No Fry Egg Rolls
2 sheets all-butter puff pastry, thawed
1 cup cooked chicken, shredded
1 T. vegetable oil
1 C. carrots–chopped finely
3 C. finely shredded cabbage
1/2 lb. fresh bean sprouts
1 T. minced ginger
4 T. cornstarch mixed with 2 t. water
2 T. soy sauce
2 T. oyster sauce
Preheat the oven to 400 degrees F.
Roll out puff pastry to about an inch bigger on all sides. Cut each into four equal rectangles/squares.
Heat a wok over medium-high to high heat.
Add the oil for stir-frying.
Add carrot, cabbage, bean sprouts and ginger and stir-fry for 5-10 minutes until the cabbage softens.

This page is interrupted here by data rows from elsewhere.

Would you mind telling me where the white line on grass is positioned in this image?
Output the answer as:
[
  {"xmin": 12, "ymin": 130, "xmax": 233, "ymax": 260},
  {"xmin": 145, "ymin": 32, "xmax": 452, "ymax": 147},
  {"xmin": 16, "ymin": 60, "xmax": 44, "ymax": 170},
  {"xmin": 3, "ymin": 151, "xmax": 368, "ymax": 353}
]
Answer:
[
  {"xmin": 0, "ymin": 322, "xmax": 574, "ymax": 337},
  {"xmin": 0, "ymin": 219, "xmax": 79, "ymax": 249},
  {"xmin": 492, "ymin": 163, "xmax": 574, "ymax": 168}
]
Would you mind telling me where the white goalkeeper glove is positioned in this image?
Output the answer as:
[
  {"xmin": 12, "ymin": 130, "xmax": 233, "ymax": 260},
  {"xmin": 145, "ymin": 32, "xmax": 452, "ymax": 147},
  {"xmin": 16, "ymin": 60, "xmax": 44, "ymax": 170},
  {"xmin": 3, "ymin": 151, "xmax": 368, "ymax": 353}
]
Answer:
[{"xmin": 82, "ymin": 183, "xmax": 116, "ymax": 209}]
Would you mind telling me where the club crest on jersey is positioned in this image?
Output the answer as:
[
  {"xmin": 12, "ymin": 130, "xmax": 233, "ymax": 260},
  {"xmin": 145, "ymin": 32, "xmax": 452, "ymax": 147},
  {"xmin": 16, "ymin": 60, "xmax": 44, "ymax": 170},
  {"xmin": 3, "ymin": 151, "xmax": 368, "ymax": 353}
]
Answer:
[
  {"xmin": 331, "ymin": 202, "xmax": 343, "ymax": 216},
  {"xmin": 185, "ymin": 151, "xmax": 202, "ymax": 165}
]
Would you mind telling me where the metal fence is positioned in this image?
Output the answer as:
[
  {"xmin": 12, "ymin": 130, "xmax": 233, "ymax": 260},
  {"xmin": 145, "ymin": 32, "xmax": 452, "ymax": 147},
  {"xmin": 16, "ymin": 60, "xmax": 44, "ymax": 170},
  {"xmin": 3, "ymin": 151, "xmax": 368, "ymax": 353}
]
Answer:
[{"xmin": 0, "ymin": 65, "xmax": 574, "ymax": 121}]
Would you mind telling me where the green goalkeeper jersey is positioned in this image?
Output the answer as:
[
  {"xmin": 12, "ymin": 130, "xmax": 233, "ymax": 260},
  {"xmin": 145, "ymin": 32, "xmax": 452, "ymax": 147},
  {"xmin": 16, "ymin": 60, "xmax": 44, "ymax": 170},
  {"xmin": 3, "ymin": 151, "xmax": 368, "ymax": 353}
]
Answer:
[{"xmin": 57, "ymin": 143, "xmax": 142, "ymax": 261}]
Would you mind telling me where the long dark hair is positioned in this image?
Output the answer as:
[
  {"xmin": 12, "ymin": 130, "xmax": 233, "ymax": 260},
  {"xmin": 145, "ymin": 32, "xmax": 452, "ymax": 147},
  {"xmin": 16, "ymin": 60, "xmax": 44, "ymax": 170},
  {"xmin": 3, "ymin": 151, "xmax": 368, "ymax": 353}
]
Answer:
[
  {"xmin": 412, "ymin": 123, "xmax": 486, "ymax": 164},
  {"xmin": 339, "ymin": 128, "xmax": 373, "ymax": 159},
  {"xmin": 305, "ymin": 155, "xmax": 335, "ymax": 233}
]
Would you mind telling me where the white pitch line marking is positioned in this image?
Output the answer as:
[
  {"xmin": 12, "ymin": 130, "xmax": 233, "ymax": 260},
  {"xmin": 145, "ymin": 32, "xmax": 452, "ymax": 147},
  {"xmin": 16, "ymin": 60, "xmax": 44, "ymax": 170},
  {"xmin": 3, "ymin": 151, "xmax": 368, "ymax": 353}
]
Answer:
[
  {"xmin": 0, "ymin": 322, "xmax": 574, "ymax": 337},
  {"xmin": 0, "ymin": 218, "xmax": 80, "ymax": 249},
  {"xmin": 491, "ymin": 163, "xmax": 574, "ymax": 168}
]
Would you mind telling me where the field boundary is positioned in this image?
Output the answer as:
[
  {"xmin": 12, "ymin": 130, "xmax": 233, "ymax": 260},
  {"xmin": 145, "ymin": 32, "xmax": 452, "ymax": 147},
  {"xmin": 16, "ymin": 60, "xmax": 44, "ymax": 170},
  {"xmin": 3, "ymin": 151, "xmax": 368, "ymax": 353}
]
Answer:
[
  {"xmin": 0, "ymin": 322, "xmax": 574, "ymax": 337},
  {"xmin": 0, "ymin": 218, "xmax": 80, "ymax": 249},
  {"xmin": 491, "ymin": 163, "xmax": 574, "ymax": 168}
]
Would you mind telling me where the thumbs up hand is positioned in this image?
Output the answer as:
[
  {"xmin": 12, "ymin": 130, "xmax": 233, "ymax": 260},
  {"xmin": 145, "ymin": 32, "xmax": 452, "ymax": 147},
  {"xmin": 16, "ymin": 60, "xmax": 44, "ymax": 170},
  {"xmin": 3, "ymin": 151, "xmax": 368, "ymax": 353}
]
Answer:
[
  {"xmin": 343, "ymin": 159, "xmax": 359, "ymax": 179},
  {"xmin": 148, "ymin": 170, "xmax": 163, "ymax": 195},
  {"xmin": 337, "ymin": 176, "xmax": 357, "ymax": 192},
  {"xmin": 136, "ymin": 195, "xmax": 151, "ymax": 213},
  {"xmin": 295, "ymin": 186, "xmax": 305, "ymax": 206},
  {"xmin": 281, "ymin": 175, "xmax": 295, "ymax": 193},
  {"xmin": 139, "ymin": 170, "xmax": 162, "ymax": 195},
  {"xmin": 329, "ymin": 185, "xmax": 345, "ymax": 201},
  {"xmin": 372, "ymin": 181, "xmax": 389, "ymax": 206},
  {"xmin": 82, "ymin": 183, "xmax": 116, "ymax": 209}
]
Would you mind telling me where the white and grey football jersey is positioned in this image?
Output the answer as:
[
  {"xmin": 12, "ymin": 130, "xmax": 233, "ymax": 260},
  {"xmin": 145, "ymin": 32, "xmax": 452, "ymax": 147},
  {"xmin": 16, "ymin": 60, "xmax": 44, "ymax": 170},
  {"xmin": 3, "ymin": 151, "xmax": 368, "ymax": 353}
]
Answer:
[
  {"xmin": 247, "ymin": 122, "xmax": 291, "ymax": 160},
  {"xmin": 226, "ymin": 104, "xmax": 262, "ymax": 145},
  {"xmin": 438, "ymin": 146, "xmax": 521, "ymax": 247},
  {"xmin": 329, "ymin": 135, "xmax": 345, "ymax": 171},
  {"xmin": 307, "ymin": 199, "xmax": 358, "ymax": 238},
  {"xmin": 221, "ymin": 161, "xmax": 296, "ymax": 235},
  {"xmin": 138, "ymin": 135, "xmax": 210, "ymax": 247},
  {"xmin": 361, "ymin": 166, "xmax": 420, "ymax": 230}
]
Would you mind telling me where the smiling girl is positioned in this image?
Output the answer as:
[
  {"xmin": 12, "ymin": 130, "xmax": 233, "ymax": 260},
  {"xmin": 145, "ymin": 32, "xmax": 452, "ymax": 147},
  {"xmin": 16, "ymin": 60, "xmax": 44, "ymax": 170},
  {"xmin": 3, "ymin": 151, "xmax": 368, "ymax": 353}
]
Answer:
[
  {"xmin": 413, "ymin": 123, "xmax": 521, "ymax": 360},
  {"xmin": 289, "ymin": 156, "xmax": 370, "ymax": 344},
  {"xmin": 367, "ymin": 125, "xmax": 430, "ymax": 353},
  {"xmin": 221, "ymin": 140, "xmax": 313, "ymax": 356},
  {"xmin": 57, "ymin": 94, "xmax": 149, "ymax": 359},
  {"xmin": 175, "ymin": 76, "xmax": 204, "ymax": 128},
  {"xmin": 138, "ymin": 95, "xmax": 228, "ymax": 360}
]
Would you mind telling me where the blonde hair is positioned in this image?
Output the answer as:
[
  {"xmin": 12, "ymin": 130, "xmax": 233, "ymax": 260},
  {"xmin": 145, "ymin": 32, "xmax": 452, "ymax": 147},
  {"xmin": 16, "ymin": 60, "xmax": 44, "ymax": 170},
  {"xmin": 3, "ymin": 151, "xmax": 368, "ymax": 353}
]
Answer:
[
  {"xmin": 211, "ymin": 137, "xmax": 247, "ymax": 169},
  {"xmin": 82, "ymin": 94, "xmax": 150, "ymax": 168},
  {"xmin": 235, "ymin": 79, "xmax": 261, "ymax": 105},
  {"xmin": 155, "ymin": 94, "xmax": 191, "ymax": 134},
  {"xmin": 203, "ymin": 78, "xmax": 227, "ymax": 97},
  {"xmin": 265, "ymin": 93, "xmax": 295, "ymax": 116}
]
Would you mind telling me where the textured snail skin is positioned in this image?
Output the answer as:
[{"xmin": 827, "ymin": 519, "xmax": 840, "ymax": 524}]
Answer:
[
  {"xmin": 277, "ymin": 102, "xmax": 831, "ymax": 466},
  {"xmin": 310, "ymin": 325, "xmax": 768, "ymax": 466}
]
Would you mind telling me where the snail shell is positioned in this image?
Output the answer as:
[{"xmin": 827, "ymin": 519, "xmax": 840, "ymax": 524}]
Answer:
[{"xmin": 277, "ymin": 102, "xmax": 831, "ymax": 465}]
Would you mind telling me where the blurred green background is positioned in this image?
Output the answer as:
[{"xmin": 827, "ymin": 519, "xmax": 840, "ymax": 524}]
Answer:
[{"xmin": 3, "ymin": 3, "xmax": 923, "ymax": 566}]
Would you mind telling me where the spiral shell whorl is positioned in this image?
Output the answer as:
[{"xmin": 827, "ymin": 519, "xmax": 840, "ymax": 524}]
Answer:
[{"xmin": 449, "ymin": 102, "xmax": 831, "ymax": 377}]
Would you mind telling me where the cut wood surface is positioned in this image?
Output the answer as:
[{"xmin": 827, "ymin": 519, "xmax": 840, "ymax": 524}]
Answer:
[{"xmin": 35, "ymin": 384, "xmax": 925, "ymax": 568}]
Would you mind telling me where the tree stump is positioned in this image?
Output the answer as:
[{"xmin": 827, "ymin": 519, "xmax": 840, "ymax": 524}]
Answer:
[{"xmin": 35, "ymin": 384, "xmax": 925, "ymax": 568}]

Create a well in the wok by pushing the vegetable up against the sides and pour in cornstarch, soy sauce, oyster sauce and water. Stir to thicken then mix the vegetables in with the sauce to coat.
Spoon about 1/4 cup vegetable mixture on the lower third of each square of pastry. Fold 2 sides over the filling and roll up like a burrito.
Place the filled pastries seam-side down onto a baking sheet.
Bake for 20 minutes or until lightly browned.